Seeing those moments, living them, appreciating them – that is a true art. No matter how the moment is spent.

And if you happen to spend those moments with a chainsaw, know that Missy is with you in spirit. And with an awful lot of glue sticks.

In The Moment

After last week, I’m starting to feel a bit whiplashed.

You too? Welcome to the club.

Every so often, we hit a moment where life seems to have only two speeds: full tilt or stopped in its tracks. In fact, it’s usually both at once. Events seem to rush by us like an express train bearing down on a Hollywood victim-of-the-week … and yet we feel frozen, unable to do anything but watch as our mental phaser resets to “stun.”

They’re the moments that mark a generation. Pearl Harbor. Kennedy. The Challenger explosion. The towers falling on 9/11.

And now this one. COVID-19. The moment where “social distancing” became a virtue and closures became common, from the local school to the NBA.

Granted, it’s not a single discrete moment. Viruses aren’t that simple. (And scheduling would be a lot easier if they were!) This snowball started down the hill in January, half a world away, and Colorado is just the latest skier in its path. But it’s quite possible and maybe even a little appropriate that Friday the 13th will be the date that stands in memory here – especially if you’re a Colorado kid faced with the longest Spring Break ever and almost nowhere to go.

In a way, we’ve been here before, if not quite on this scale. It hasn’t been that long, really, since polio epidemics were common. Even a hint that another outbreak of the disease was underway would be enough to close swimming pools, to have people keeping their distance from each other at movie theaters, to do what you needed to do to diminish the risk.

And then to worry. People do. We like to think we’re in control of our lives. And when that control proves to be an illusion, it’s a blow. A hard one.

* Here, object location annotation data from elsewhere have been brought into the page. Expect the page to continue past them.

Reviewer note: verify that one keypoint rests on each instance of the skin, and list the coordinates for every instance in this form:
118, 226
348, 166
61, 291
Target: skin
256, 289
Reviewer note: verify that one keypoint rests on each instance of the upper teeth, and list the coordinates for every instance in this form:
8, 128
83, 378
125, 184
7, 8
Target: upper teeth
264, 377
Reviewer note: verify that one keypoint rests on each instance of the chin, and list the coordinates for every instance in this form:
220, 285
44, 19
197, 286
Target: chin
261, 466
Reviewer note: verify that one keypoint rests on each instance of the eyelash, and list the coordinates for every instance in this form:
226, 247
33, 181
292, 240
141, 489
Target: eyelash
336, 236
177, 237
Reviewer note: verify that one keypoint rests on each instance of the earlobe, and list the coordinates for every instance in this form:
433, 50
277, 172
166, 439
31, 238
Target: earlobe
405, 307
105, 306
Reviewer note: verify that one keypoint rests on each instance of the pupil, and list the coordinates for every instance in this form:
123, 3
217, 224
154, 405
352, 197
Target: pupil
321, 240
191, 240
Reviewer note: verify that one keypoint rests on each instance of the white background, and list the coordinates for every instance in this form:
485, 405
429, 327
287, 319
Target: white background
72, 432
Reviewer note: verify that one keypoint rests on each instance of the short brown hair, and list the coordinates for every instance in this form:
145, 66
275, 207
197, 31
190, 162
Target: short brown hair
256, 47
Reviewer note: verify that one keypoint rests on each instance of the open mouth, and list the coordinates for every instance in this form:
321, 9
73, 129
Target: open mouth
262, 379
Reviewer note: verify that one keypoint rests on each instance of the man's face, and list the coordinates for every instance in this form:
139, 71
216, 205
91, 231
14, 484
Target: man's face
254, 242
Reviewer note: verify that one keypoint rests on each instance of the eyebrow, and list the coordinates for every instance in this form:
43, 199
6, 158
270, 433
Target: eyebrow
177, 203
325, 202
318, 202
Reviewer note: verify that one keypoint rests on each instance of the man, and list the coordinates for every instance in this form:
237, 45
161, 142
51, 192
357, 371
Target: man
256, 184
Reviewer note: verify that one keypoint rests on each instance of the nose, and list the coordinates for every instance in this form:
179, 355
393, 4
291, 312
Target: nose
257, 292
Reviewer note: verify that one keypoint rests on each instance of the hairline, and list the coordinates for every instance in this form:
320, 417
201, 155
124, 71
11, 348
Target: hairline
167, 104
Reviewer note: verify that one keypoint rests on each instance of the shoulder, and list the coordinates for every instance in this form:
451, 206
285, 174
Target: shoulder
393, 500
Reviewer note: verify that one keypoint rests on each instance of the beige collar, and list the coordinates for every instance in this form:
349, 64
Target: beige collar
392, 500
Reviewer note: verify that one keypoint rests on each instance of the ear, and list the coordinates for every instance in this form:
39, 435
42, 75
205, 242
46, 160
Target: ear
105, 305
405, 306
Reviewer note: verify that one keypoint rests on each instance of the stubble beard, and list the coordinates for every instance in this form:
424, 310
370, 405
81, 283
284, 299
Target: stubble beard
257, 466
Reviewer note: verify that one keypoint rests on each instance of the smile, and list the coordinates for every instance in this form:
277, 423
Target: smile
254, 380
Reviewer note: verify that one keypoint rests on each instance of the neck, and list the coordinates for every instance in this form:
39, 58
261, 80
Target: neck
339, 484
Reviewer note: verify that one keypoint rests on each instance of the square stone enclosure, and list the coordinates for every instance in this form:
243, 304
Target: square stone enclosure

We’ve long since driven polio back in defeat, armed with effective vaccines and dedicated souls. But worry is harder to eradicate than any disease. We want security. We want to keep our loved ones safe and happy. But how do you fight something you can’t even see?

The answer in one word: Together.

That’s how we always get through our worst moments.

Wildfires. Tornados. Blizzards. Floods. We know the drill for those, don’t we? We know to stay aware, to stay ready, to gather information and then act on it. To learn what we need to do before it’s necessary, so we can act in the moment if we have to. To be prepared and not panicked.

And most of all, in all of those situations and a hundred more, we know that the first rule is to look out for our neighbors.

We see it every time, whether it’s a random driver helping free someone else’s car from a snowdrift, or an entire nation sending aid to hurricane victims. You look for where you can help and how. And when someone does the same for you, it unbunches your shoulders just a little bit.

This time, the help is a little different than shoveling snow. Some of our neighbors are more at risk from the virus than others. Some already have it. We help them out by lowering the chances for it to spread, like a firebreak in the mountains. We help them out by being their (well-washed) hands for errands they can’t go out to do.

We help however we can. Because that’s what we do.

It’s easy to feel overwhelmed. Easy to feel like one thin reed against the tide. No one person alone is big enough to meet the moment.

But we’re not alone.

And when we meet it together, that becomes the proudest moment of all.